ADJUSTMENTS - change your photos in several different ways. Adjustments are normally applied to the whole photo/layer or selected areas.
Brightness & Contrast – are used to lighten or darken and/or enhance differences in between dark and light portions. Brightness adjustments can lighten or darken the image. Contrast brings the differences in portions of a photo. Adjustments are made using slider bars.
Hue & Saturation – makes 4 kinds of adjustments to the image; Hue, Saturation, Lightness, and Colorize by the use of 3 slider bars and a check box for Colorize.
- Increasing the saturation by moving the slider to the right, increases the intensity of the color. Notice how much greener the leaves are as well as the flower. A slight decrease to the lightness also improved the image. Moving the saturation slider to the left, desaturates the image and turns it black and white if you go all the way to the left.
- The Lightness slider operates the same way as the Brightness slider as discussed above.
- The Hue slider gives the photo a tint across a whole spectrum of colors. To find out exactly which tint you wish to add to your image move the Hue slider bar left or right until you get your desired effect.
- Checking the Colorize block turns the image to one color. The color is adjusted using the Hue and Saturation sliders.
Color balance – adjusts the amount of red, green, and blue in photos. The color in digital photos is created in much the same as a television using the primary colors of red, green, and blue. Color balance can be used to reduce and/or take away tints from photos. This can useful with indoor images that have poor white balance. Note below where the blue tint to the photo was reduced by a color balance adjustment.

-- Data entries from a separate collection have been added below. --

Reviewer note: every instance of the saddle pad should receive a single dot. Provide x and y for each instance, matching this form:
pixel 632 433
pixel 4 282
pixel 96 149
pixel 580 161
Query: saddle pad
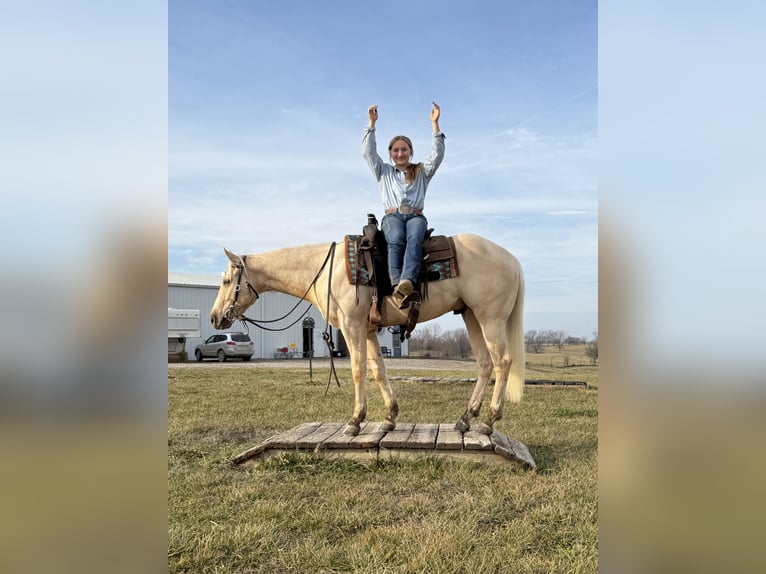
pixel 440 261
pixel 356 270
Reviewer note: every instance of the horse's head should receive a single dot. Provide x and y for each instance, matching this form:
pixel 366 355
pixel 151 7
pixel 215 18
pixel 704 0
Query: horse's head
pixel 235 295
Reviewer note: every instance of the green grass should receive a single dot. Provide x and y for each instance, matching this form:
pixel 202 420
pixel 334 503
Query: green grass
pixel 301 513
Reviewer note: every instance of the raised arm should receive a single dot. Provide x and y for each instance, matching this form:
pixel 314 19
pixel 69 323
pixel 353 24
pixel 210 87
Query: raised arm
pixel 434 160
pixel 435 113
pixel 369 146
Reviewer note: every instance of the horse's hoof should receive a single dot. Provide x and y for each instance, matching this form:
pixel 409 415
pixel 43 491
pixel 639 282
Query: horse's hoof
pixel 351 430
pixel 387 425
pixel 484 428
pixel 462 426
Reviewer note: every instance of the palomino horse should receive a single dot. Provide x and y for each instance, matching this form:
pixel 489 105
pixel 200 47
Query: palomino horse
pixel 489 292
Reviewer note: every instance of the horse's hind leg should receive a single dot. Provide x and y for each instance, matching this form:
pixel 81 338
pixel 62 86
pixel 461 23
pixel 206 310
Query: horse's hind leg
pixel 355 338
pixel 378 370
pixel 495 336
pixel 484 362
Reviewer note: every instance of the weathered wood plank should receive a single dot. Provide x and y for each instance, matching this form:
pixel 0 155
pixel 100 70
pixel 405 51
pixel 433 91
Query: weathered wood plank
pixel 288 438
pixel 339 440
pixel 423 436
pixel 397 437
pixel 448 438
pixel 512 449
pixel 369 436
pixel 473 440
pixel 407 441
pixel 315 439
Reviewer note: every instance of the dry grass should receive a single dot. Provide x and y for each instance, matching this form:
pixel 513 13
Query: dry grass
pixel 305 514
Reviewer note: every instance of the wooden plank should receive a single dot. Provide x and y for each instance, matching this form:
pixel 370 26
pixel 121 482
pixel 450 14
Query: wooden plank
pixel 407 441
pixel 512 449
pixel 288 438
pixel 473 440
pixel 369 436
pixel 339 440
pixel 423 436
pixel 397 437
pixel 315 439
pixel 448 438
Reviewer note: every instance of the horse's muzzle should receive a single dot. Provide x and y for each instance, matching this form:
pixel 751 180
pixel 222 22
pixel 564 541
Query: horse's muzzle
pixel 222 323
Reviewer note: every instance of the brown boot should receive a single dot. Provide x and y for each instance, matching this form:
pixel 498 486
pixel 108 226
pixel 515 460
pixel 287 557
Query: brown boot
pixel 403 290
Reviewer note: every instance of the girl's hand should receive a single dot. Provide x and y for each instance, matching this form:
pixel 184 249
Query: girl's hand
pixel 435 113
pixel 372 114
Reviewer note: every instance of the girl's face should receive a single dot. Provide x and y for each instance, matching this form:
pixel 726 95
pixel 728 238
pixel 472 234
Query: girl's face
pixel 400 154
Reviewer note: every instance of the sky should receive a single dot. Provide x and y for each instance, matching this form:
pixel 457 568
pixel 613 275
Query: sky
pixel 267 104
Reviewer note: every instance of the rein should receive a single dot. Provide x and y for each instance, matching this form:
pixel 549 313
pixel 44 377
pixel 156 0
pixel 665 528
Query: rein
pixel 326 336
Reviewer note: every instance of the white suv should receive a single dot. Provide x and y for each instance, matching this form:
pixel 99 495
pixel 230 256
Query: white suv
pixel 226 345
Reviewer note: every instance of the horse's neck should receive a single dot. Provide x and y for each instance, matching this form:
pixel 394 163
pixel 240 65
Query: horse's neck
pixel 290 270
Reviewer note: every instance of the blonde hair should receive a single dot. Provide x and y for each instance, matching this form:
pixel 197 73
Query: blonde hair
pixel 412 169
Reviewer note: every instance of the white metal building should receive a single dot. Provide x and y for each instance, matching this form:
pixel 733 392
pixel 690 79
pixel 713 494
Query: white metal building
pixel 187 291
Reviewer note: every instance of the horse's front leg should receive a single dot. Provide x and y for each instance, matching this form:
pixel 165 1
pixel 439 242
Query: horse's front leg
pixel 357 348
pixel 378 370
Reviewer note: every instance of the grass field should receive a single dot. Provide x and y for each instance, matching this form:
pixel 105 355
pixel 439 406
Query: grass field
pixel 304 514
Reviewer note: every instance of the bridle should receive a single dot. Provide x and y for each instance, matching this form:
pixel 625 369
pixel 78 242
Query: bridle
pixel 231 313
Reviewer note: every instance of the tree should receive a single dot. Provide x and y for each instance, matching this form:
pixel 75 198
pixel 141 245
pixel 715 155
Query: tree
pixel 426 338
pixel 533 341
pixel 591 349
pixel 557 338
pixel 456 344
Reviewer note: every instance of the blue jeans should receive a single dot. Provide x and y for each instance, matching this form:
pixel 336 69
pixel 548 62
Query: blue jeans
pixel 404 234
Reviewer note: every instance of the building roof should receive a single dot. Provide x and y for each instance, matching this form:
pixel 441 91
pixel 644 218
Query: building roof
pixel 193 280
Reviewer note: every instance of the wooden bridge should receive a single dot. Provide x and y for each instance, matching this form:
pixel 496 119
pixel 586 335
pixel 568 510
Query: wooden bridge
pixel 407 440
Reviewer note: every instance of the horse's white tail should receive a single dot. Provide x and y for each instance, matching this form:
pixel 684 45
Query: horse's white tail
pixel 514 388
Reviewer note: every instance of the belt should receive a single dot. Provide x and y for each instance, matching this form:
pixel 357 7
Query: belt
pixel 405 210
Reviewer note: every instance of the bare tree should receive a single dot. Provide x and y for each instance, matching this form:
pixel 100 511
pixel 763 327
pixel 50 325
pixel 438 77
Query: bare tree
pixel 426 338
pixel 557 338
pixel 533 340
pixel 591 349
pixel 456 344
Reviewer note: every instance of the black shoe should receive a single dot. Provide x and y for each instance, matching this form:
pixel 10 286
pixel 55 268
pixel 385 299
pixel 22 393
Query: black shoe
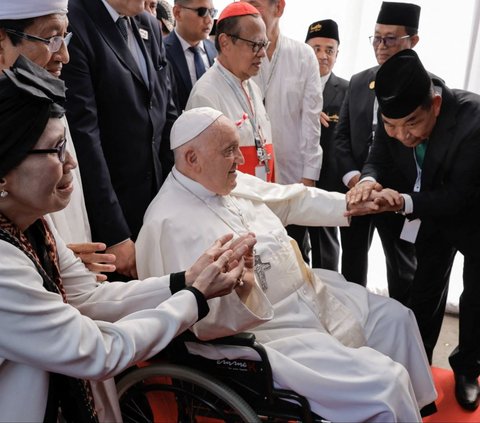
pixel 467 391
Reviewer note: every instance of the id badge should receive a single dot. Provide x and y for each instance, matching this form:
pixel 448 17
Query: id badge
pixel 261 172
pixel 410 230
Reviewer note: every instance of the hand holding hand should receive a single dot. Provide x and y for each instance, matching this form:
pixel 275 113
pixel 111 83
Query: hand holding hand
pixel 94 258
pixel 126 262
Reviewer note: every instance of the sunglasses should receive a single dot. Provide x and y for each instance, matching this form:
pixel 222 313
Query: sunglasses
pixel 203 11
pixel 54 43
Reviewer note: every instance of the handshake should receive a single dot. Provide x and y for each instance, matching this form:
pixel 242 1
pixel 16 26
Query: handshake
pixel 369 197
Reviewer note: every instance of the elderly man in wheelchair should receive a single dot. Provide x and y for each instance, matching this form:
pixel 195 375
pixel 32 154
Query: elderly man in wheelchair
pixel 353 355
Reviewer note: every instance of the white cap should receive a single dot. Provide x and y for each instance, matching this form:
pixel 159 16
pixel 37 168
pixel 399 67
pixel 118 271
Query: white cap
pixel 23 9
pixel 192 123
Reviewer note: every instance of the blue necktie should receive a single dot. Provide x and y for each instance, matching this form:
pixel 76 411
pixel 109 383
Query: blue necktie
pixel 122 26
pixel 199 65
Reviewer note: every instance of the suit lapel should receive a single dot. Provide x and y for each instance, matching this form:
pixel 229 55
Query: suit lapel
pixel 109 32
pixel 178 59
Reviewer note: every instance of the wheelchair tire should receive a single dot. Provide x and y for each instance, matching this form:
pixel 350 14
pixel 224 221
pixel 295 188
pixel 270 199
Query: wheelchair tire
pixel 172 393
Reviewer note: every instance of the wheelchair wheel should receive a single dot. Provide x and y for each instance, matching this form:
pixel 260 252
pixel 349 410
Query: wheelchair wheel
pixel 171 393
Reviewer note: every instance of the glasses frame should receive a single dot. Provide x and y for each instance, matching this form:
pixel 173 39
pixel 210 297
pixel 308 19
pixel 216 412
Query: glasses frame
pixel 203 12
pixel 256 45
pixel 53 44
pixel 395 40
pixel 60 149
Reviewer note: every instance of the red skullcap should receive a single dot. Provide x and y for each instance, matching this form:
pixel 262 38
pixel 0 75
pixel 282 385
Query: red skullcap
pixel 238 8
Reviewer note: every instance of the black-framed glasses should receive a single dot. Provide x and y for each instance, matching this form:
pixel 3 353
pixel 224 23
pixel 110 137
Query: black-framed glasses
pixel 203 11
pixel 60 149
pixel 256 45
pixel 389 41
pixel 54 43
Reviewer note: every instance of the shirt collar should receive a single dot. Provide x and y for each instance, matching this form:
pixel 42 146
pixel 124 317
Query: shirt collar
pixel 185 44
pixel 197 189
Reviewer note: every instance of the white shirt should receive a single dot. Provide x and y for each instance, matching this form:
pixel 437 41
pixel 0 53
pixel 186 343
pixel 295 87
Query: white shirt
pixel 291 85
pixel 304 356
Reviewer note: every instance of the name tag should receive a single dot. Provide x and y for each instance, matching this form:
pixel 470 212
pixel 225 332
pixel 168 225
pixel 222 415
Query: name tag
pixel 143 34
pixel 410 230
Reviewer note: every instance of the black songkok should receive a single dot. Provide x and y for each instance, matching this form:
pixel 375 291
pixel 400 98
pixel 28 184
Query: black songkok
pixel 402 14
pixel 402 84
pixel 29 96
pixel 325 29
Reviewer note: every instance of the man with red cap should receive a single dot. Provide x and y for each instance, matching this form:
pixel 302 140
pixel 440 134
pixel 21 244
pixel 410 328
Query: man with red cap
pixel 324 39
pixel 227 86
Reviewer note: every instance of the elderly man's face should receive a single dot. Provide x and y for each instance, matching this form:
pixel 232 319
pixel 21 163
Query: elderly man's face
pixel 41 184
pixel 326 50
pixel 394 38
pixel 37 51
pixel 219 156
pixel 127 7
pixel 413 129
pixel 192 27
pixel 243 59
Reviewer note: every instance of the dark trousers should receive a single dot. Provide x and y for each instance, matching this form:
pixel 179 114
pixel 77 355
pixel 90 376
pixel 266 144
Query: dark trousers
pixel 400 256
pixel 299 234
pixel 325 247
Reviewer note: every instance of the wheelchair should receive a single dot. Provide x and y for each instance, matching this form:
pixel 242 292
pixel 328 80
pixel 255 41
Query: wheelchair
pixel 178 386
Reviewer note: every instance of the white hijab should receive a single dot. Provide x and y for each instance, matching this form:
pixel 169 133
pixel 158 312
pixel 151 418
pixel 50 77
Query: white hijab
pixel 23 9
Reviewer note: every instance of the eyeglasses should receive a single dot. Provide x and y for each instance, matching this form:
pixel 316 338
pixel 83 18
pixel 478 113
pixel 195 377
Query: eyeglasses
pixel 203 11
pixel 60 149
pixel 54 43
pixel 256 45
pixel 387 41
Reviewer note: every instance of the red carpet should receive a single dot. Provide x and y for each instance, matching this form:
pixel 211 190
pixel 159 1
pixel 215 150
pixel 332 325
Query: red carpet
pixel 448 408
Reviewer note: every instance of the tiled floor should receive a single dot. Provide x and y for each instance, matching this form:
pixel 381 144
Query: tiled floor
pixel 447 341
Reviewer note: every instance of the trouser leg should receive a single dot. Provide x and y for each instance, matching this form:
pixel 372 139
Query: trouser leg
pixel 430 288
pixel 465 359
pixel 325 247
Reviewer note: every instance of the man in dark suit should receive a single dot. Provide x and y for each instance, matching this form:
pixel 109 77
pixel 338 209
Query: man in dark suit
pixel 120 111
pixel 430 136
pixel 189 50
pixel 396 29
pixel 323 37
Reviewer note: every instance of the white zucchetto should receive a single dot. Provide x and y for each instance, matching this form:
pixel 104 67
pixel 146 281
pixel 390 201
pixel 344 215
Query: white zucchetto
pixel 24 9
pixel 192 123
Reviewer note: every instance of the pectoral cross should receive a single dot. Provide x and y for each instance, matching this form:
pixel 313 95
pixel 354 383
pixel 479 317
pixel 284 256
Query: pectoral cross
pixel 260 269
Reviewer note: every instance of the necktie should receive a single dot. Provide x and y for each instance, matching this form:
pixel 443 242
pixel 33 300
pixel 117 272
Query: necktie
pixel 199 65
pixel 122 27
pixel 420 153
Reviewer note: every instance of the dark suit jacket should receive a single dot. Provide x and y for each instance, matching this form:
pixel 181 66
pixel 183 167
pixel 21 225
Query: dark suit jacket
pixel 333 95
pixel 353 135
pixel 176 57
pixel 120 125
pixel 450 182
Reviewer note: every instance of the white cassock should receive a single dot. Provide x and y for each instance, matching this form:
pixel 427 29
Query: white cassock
pixel 219 89
pixel 356 356
pixel 290 83
pixel 72 222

Color vibrance – increases saturation in areas less strong. Note below how the leaves look greener in the red daisy shown below using just the color vibrance adjustment. The vibrance adjustment is more subtle and can be useful when using the Hue and Saturation adjustment.
Levels – adjust the strength of overall light and in the red, green, and blue color channels. Color channel adjustments may sometimes restore color to older or yellowed photos like the Color Balance adjustment. Most images can use a Levels adjustment. It is the adjustment that I use the most. In the Levels adjustment window, you will see a Histogram. A Histogram is a graphical representation of how light is distributed in an image. Pixlr shows a separate curve for the combined RGB in black), as well as the Red, Green, and blue channels. Using Levels in the RGB channel, you can adjust the overall light distribution which is useful to lighten dark areas and darken light areas of your image. Under the histogram, you will see three sliders for dark, medium and light. Moving the sliders to right darkens the image and sliding to left lightens image. You can also adjust the separate color channels; red, green, and blue to adjust the colors in a photo.
Curves – perform adjustments similar to levels with more control using a line showing various levels of light, or red, green, or blue light channels. With curves, you click at point on the line in the box and move that point on the line to adjust light levels. You can select multiple points on the line to adjust various light levels on the photo.
Exposure – will make the photo lighter or darker according to how you move the slider.
Auto levels – adjusts levels automatically with varied success.
Invert – makes the image into a photo negative. This is same as a photo negative in a film camera. You can use this to restore images of scanned photo negatives.
Sepia – changes a photo to look like it is an aged black and white photo that has turned brown.
Solarize – makes the dark areas light and light area dark.
Desaturate – turns the photo into black and white.
Old photo – gives the effect an old black and white photo with some fading on the borders.